Just today I heard from two sources that they think technology is undervalued and hence their target spot for excess cash. I'm not disagreeing, but would point out that at this stage in the cycle it should pay to be somewhat more selective in which tech companies to invest in. Just looking at the top ten holdings of the XLK below, the charts of AAPL and CSCO have parted ways in a big way over the past twelve months and as such should provide different opportunities.

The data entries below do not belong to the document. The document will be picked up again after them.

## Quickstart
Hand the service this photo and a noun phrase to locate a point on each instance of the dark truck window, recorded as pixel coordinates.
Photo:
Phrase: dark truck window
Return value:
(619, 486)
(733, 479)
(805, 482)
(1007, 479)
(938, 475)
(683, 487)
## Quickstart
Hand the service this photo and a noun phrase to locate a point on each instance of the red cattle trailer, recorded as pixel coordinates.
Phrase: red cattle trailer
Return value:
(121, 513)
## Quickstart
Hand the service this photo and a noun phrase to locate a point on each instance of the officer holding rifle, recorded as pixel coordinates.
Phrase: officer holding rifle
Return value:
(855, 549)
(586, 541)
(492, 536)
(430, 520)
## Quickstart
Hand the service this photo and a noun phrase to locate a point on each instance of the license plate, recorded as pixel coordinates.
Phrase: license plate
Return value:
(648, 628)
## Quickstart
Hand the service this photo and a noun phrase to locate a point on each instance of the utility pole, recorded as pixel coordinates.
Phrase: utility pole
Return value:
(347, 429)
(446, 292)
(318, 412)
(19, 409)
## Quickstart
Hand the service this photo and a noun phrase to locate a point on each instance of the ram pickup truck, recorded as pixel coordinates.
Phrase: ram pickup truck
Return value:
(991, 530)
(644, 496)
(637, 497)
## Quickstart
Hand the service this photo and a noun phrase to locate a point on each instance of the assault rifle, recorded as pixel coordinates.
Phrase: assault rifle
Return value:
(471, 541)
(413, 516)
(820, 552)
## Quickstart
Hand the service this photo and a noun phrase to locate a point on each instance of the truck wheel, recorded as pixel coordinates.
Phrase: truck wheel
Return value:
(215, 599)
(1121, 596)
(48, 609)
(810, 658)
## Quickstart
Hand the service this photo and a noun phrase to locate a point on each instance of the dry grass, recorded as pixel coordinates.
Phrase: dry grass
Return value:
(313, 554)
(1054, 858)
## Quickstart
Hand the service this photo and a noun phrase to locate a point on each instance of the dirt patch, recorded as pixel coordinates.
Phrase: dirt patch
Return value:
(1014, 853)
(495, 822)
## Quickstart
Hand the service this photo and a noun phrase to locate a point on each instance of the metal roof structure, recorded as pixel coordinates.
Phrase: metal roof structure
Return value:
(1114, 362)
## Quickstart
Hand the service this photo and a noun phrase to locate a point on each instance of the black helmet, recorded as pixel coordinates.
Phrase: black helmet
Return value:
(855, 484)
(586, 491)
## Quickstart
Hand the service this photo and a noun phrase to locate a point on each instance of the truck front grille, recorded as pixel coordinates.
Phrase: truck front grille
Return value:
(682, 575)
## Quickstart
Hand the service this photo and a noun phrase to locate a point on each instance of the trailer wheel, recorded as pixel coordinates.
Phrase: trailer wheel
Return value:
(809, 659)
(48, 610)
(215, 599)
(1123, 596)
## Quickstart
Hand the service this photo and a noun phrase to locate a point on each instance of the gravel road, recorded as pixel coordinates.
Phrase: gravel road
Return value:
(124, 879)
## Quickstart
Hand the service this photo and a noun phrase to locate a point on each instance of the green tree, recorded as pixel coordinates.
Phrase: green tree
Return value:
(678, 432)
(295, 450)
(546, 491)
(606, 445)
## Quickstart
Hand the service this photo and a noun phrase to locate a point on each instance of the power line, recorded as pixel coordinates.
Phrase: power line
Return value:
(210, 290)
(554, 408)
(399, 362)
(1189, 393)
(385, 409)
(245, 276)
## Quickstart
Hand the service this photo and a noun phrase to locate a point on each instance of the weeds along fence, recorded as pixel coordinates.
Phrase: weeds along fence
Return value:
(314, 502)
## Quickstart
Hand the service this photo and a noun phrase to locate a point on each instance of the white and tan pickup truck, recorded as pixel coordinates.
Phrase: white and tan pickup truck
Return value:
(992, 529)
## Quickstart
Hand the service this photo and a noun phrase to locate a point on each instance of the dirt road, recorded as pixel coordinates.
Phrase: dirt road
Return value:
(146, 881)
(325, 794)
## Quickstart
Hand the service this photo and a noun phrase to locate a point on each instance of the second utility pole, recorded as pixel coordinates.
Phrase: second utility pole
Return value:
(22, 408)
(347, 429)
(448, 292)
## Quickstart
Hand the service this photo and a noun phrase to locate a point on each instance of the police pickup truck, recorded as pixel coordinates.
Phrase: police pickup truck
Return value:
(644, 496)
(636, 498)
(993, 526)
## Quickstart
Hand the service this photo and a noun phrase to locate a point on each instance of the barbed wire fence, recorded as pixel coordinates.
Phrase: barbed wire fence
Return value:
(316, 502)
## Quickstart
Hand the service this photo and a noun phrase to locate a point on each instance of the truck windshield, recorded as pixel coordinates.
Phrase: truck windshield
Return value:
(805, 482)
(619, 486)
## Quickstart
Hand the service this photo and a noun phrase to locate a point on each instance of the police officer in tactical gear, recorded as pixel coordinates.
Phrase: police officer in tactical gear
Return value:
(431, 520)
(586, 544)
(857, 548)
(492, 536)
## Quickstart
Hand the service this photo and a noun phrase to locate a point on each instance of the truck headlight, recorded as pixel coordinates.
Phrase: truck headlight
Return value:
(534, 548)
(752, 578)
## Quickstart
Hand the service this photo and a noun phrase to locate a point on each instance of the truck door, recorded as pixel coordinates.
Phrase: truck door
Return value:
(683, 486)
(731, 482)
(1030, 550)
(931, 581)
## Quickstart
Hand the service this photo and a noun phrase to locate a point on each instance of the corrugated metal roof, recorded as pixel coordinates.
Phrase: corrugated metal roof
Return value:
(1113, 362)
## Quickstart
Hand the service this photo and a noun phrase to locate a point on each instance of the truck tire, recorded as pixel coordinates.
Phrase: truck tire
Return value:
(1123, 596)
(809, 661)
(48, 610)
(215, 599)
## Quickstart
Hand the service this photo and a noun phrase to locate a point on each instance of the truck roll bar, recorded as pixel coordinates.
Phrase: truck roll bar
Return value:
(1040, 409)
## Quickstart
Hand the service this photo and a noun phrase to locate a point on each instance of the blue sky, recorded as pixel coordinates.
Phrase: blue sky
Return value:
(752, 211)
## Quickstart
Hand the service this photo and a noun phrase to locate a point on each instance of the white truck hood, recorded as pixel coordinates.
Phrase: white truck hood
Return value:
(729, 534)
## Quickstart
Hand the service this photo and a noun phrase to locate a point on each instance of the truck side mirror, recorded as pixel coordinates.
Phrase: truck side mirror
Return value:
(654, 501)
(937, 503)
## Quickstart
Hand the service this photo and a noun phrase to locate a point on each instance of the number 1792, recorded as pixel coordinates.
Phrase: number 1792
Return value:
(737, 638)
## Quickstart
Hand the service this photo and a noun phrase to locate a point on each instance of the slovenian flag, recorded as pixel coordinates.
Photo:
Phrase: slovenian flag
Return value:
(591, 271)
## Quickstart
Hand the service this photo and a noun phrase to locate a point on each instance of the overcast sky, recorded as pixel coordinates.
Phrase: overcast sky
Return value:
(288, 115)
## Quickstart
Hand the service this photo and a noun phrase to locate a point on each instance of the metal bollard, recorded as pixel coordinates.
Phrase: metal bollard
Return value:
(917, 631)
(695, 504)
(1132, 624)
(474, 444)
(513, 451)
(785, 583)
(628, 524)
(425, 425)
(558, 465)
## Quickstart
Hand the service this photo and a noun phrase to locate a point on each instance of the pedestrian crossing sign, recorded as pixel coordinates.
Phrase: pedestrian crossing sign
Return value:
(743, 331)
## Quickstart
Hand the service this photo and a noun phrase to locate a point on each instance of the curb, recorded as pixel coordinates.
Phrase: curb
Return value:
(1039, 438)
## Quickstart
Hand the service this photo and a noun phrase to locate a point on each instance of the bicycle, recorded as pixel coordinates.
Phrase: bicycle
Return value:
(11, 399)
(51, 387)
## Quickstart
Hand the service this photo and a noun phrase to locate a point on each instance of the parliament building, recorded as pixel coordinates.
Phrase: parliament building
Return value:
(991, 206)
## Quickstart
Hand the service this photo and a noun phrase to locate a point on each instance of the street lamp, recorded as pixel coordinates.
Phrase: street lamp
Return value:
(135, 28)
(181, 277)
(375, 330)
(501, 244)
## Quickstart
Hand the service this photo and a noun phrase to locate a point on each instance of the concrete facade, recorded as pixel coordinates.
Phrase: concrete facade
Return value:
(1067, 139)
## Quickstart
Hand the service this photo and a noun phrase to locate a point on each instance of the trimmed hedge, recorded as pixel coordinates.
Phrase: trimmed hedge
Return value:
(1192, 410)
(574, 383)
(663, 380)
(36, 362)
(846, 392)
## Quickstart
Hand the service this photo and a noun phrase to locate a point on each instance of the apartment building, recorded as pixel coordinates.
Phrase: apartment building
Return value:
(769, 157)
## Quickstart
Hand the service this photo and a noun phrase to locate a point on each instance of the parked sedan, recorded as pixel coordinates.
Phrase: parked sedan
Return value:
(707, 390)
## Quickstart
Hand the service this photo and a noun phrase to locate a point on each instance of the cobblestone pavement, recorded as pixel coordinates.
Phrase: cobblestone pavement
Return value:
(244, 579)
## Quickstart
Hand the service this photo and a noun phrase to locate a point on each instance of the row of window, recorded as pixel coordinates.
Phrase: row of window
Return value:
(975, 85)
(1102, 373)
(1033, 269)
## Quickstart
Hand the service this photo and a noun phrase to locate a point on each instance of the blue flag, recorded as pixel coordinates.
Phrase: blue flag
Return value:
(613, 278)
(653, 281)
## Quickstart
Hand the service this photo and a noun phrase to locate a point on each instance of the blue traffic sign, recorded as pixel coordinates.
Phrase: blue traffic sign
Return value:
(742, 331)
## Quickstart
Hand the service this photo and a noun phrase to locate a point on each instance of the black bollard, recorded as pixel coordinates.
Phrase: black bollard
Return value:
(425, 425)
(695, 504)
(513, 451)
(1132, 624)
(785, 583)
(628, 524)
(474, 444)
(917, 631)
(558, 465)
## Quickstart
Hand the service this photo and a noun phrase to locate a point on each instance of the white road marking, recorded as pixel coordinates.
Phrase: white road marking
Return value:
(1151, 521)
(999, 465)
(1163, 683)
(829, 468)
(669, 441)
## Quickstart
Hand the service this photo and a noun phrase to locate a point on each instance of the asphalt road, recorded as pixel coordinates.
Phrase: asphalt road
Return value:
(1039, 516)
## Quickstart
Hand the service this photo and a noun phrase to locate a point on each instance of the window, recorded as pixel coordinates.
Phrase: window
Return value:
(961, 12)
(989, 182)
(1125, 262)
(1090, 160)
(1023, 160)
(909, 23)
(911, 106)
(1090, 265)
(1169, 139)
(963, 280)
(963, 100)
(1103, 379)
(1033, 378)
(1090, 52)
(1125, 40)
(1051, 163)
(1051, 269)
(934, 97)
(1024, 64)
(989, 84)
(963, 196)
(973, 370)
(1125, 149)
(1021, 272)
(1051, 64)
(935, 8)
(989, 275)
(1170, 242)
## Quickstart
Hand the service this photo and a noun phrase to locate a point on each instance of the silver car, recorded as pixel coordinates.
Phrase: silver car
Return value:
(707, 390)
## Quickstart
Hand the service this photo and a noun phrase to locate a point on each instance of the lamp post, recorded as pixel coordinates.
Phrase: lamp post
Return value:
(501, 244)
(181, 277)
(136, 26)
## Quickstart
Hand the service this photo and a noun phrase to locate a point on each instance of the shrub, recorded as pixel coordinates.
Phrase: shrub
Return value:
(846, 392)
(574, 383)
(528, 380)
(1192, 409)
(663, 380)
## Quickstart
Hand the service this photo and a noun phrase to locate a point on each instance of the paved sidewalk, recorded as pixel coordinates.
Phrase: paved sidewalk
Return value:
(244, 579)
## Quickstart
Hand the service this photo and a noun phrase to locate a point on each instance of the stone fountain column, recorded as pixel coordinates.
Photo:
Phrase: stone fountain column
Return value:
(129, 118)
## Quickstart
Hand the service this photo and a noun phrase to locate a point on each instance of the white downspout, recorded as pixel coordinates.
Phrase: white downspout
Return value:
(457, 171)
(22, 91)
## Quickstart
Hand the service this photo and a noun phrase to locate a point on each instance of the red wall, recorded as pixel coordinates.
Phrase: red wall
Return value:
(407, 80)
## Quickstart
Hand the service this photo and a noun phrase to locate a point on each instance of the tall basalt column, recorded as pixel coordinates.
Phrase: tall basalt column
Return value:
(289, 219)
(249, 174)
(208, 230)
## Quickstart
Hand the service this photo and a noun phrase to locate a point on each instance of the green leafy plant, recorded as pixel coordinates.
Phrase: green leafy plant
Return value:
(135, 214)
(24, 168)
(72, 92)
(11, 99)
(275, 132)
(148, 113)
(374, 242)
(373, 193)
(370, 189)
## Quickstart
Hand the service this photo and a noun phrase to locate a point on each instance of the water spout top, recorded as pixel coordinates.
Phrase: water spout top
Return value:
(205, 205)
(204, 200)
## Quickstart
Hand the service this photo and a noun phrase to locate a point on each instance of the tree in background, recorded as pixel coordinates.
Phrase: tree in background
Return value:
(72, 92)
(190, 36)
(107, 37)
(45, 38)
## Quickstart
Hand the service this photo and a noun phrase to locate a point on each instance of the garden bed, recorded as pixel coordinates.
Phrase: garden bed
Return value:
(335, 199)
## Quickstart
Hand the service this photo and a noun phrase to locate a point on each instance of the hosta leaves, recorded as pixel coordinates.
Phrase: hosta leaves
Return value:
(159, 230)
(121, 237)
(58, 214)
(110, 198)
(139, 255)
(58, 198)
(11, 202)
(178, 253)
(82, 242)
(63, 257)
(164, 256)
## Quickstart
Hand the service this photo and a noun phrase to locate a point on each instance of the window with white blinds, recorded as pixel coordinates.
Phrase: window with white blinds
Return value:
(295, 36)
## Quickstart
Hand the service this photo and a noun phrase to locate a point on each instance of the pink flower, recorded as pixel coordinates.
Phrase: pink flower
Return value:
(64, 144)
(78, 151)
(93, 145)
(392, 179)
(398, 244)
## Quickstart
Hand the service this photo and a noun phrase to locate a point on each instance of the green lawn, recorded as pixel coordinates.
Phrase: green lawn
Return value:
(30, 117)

1 | Apple Inc. | AAPL | 12.06% |
2 | International Business Machines Corp. | IBM | 7.97% |
3 | AT&T Inc. | T | 7.14% |
4 | Microsoft Corp. | MSFT | 7.12% |
5 | Oracle Corp. | ORCL | 5.29% |
6 | Google Inc. Cl A | GOOG | 5.11% |
7 | Intel Corp. | INTC | 4.21% |
8 | Verizon Communications Inc. | VZ | 4.07% |
9 | Qualcomm Inc. | QCOM | 3.63% |
10 | Cisco Systems Inc. | CSCO | 3.59% |
As far as the technology sector's performance vs. the S&P 500 goes, I don't see any underperformance of tech vs the broader tape over the past years.